Call for Applications: Boysie Lowery Living Jazz Residency

Boysie Lowery Living Jazz Residency

Wilmington Mayor Mike Purzycki is pleased to share the following news release from the Light Up The Queen Foundation, which is looking for young composers and performers to become part of a local jazz residency program named after jazz great Boysie Lowery. Wilmington’s Acting Cultural Affairs Director, Tina Betz, is heading up the search for talented young people who would like to participate in this year’s residency program based in Wilmington.

The Light Up The Queen Foundation today announced the official open call for applications from composers/performers, ages 17 to 25, who would like to be participants in the 2018 Boysie Lowery Living Jazz Residency Program. This year’s program will be held in Wilmington, Delaware, June 10-24, 2018. The Residency is fully subsidized, including meals and housing. Johnathan Whitney serves as the Program Director.

Applications will be accepted until 5:00pm on March 31, 2018. Applicants may submit their information or learn more about the program by visiting www.boysieloweryjazzresidency.com.

Between 12 and 15 young people will be selected for a two-week residency in performing, composing, arranging and improvisation. The Boysie Lowery Living Jazz Residency is designed to give participants an intense learning experience that will help them begin to find their sound, mature as a player, mature as a musician, and make lasting connections with like-minded peers. Participants will be introduced to a variety of harmonic, melodic, sonic, and textural possibilities, and then be asked to apply them to new compositions.

The residency program will include numerous semi-public performance opportunities, culminating with a final concert to be performed on June 24 at the historic Queen Theater in downtown Wilmington. The 2018 residency is being presented in collaboration with the City of Wilmington’s 30th Anniversary DuPont Clifford Brown Jazz Festival.

About Robert “Boysie” LoweryThe Boysie Lowery Living Jazz Residency is named after and inspired by the late Robert “Boysie” Lowery. After moving to Wilmington, Delaware in the 1940’s, Lowery began his extraordinary career as a jazz educator. For over 50 years, he taught hundreds of aspiring musicians. His most noted pupil was the late Clifford Brown, considered by many to be the finest trumpeter of the time. Clifford began his study with Lowery at the age of 12 while a student in Wilmington’s public schools.
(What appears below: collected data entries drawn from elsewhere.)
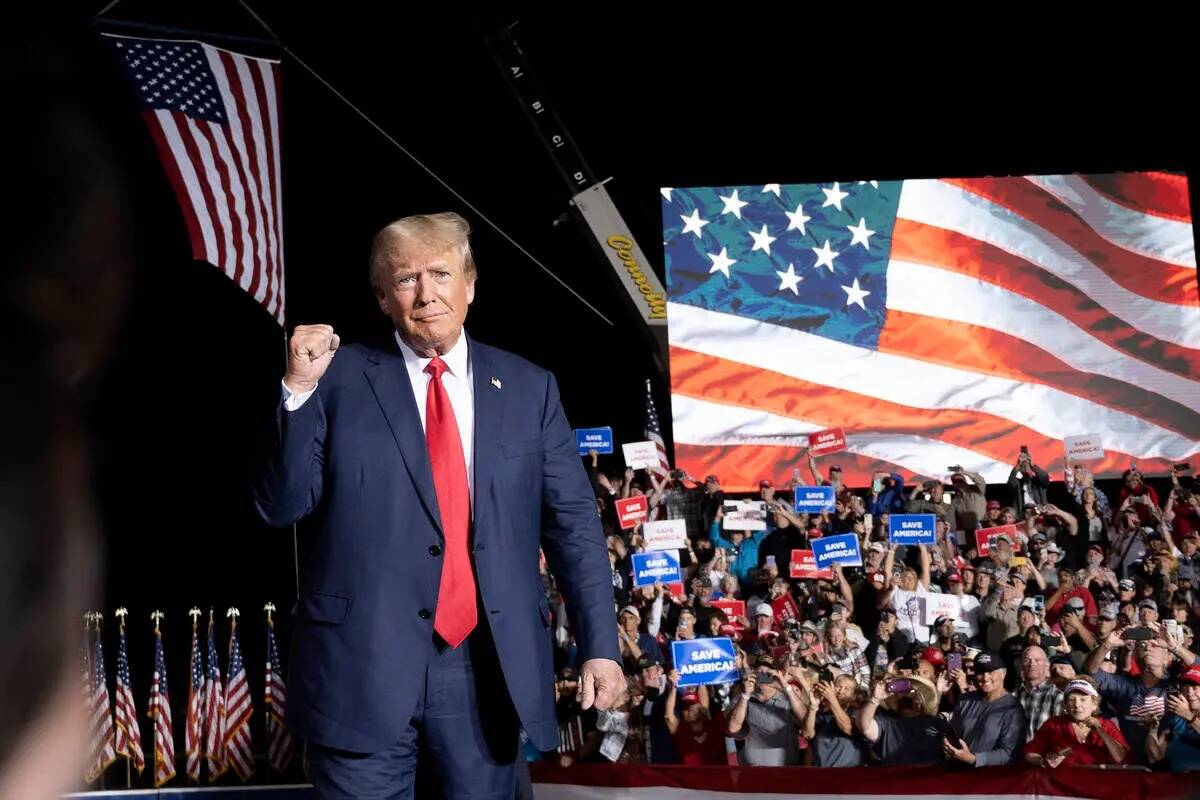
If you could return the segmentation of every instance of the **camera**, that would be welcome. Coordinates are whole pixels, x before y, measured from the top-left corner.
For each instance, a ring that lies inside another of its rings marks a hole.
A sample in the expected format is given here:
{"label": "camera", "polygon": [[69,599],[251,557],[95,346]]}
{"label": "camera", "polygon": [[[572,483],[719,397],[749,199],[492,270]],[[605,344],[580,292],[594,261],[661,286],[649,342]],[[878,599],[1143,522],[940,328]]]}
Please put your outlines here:
{"label": "camera", "polygon": [[821,671],[817,673],[817,680],[822,683],[833,683],[833,670],[829,667],[821,667]]}
{"label": "camera", "polygon": [[890,694],[908,694],[912,691],[912,681],[908,678],[893,678],[884,686]]}

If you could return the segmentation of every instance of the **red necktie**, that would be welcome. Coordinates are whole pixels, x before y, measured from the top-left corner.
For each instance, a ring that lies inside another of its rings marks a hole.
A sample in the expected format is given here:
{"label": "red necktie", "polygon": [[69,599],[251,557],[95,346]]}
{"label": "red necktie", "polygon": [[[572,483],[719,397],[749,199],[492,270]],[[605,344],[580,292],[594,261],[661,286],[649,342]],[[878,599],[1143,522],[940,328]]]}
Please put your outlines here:
{"label": "red necktie", "polygon": [[438,511],[446,547],[442,558],[442,580],[438,587],[437,616],[433,629],[451,647],[458,647],[478,621],[475,609],[475,575],[467,552],[471,525],[471,495],[467,489],[467,462],[462,439],[442,373],[446,362],[434,356],[425,371],[429,392],[425,396],[425,444],[433,468]]}

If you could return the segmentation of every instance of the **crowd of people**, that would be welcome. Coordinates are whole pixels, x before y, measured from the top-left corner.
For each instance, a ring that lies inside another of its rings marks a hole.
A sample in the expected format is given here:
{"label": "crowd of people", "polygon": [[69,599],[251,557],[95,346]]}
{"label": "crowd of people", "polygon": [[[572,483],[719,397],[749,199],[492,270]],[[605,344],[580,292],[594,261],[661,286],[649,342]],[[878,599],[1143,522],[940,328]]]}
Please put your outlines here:
{"label": "crowd of people", "polygon": [[[1186,465],[1154,479],[1160,500],[1135,467],[1110,495],[1082,464],[1052,481],[1024,449],[992,487],[954,468],[852,490],[810,457],[810,483],[798,470],[786,488],[760,483],[767,524],[747,531],[724,524],[733,498],[716,475],[585,464],[628,692],[581,710],[569,610],[547,574],[563,765],[1200,768],[1200,494]],[[833,487],[834,510],[796,513],[792,490],[817,484]],[[615,508],[636,495],[649,519],[685,520],[679,585],[634,585],[642,525],[623,529]],[[890,543],[901,513],[935,515],[935,544]],[[977,529],[1005,525],[977,551]],[[844,533],[861,566],[791,577],[793,551]],[[715,637],[735,644],[739,679],[681,686],[672,642]]]}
Lowery’s list of pupils also includes some of the finest jazz musicians to come out of the Delaware Valley, including Lem Winchester, Ernie Watts, Abdu-Rashid Yahya, Marcus Belgrave, and Gerald Chavis. In addition, Lowery had been sought out by musicians as far away as Russia (Valery Ponomarev) and Africa (Hugh Masekela). Prior to his death in 1996, the Mid Atlantic Arts Foundation awarded Lowery with its 1995 Living Legacy Award.

About the Light Up The Queen FoundationThe Light Up The Queen Foundation, a Delaware 501c3 non-profit corporation, is dedicated to the revival of the Queen Theater in Wilmington, Delaware, and to assuring that The Queen becomes a catalyst for building community through music, the arts and community engagement programs.